Hypoxia is thought to be a major cause of failure in
cancer treatment. In this paper, we report methods transposable to clinical practice, for identifying hypoxic tumour cells. They consist of histochemical tests for revealing
lactate dehydrogenase activity, endogenous
lactate and accumulation of neutral fat. An
ascites tumour (Yoshida
hepatoma) and a solid tumour (Ehrlich
carcinoma) were used as the experimental models. A gel film technique was used for visualizing
lactate dehydrogenase and "nothing
dehydrogenase" (or endogenous
lactate). The
fluorescent dyes Nile Red and
Acridine Orange were used to demonstrate
lipid accumulation and to visualize the tumour morphology, respectively. Tumour cells at the edge of areas of
necrosis and at a distance of about 130 microns from a blood vessel were presumed to be hypoxic and showed the following features: 1) a dark blue granular pattern of
lactate dehydrogenase (LDH) activity, ascribed to intense activity of the LDH5 and/or
LDHk isoenzymes bound to membranous structures; 2) an intense granular positivity of "Nothing
Dehydrogenase" due to high concentrations of endogenous
lactate; 3) neutral lipid droplets emitting an intense yellow fluorescence in
Nile Red-stained preparations; 4) a yellow cytoplasmic fluorescence in
Acridine Orange-stained sections, attributable to a low cellular
RNA content. Electron microscopy revealed moderately osmiophilic
lipid globules in close association with damaged mitochondria.

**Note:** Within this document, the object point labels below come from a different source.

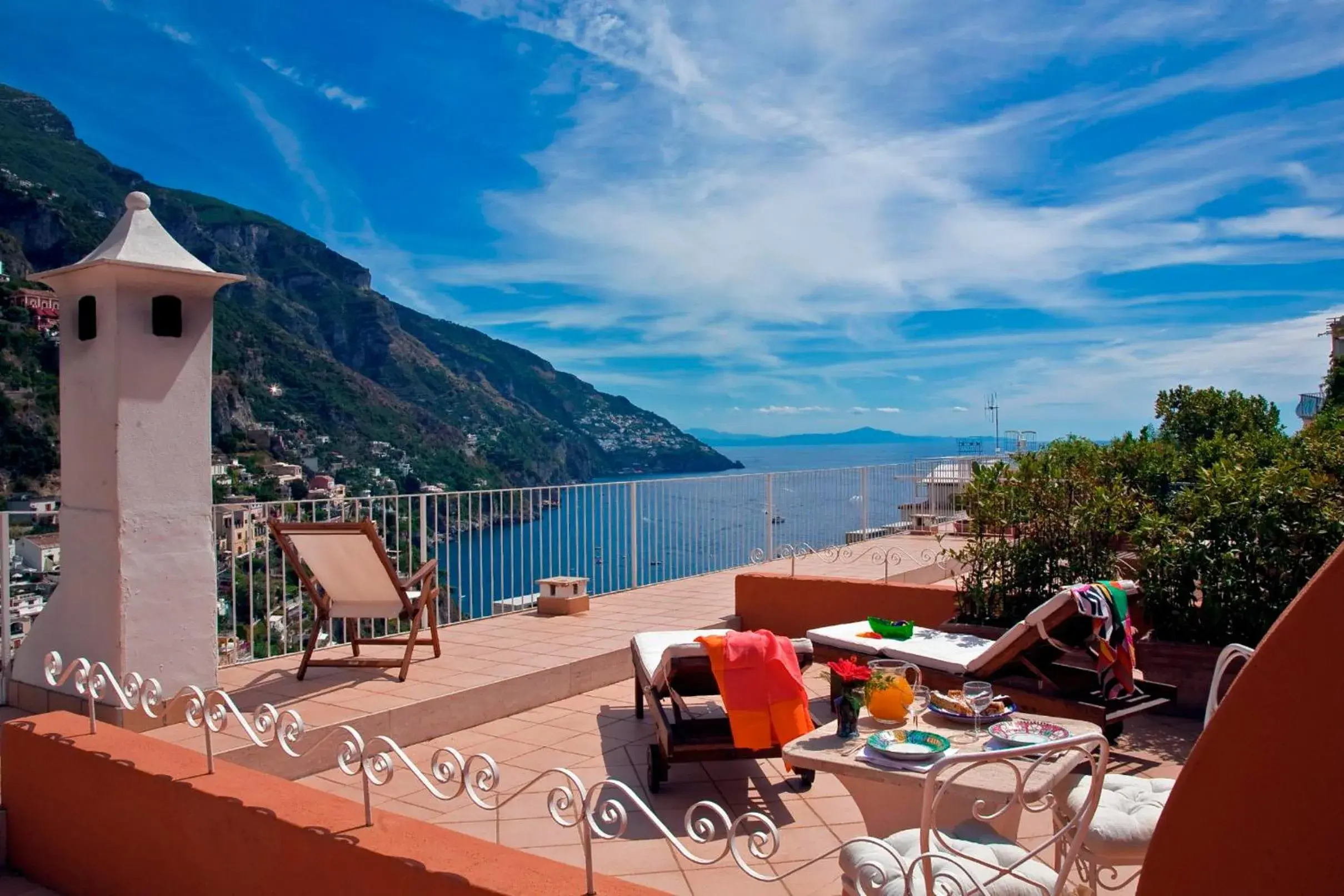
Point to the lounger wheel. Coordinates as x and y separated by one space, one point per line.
658 769
1113 730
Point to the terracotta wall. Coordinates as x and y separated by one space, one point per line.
792 605
123 814
1257 807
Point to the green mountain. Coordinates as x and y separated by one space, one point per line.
306 347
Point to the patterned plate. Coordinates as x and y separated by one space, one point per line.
1027 733
909 744
984 718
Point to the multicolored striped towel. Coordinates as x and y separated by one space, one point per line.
761 685
1113 634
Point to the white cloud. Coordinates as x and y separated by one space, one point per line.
726 191
175 34
343 97
1307 222
292 152
328 91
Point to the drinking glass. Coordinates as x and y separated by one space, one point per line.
920 704
979 695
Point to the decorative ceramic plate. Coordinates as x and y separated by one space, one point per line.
1027 733
909 744
984 718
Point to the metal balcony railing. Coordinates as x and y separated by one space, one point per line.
493 544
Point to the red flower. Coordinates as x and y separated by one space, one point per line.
850 670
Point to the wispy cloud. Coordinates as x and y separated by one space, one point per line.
323 89
292 152
762 214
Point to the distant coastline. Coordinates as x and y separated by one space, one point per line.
863 436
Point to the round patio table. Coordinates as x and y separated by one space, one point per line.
892 800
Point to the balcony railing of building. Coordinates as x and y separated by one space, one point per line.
492 546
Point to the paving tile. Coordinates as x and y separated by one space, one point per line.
669 882
816 879
835 810
730 882
535 832
568 855
486 830
632 856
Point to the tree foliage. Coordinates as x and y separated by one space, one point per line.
1220 515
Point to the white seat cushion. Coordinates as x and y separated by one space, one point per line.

Better oxygenated cells showed: (a) a reddish-blue diffuse pattern of LDH, ascribed to moderately active soluble LDH
isoenzymes containing H subunits; (b) almost no "Nothing
Dehydrogenase" positivity; (c) no cytoplasmic lipid droplets; and (d) an intense orange-red fluorescence in the cytoplasm of
Acridine Orange-stained specimens, due to high concentrations of cellular
RNA.
Nile Red fluorescence showed that the
lipids of the solid tumour membranes were more hydrophobic than in the normal surrounding tissue. This suggests that there are abnormal domains of neutral
lipids in the tumour cell membranes. In solid tumours, cells with the characteristics attributable to
hypoxia were usually observed on the edge of
necrosis of cuff-like formations. In very advanced growth stages, however, they were also seen surrounding (and occasionally clogging) blood vessels, or in tentacular formations coming from a
necrosis border and polarized towards the vessels.
Lipid-loaded cells were also seen in blood vessels distant from the tumour. These observations point towards a chemotactic process of hypoxic cells towards better environments.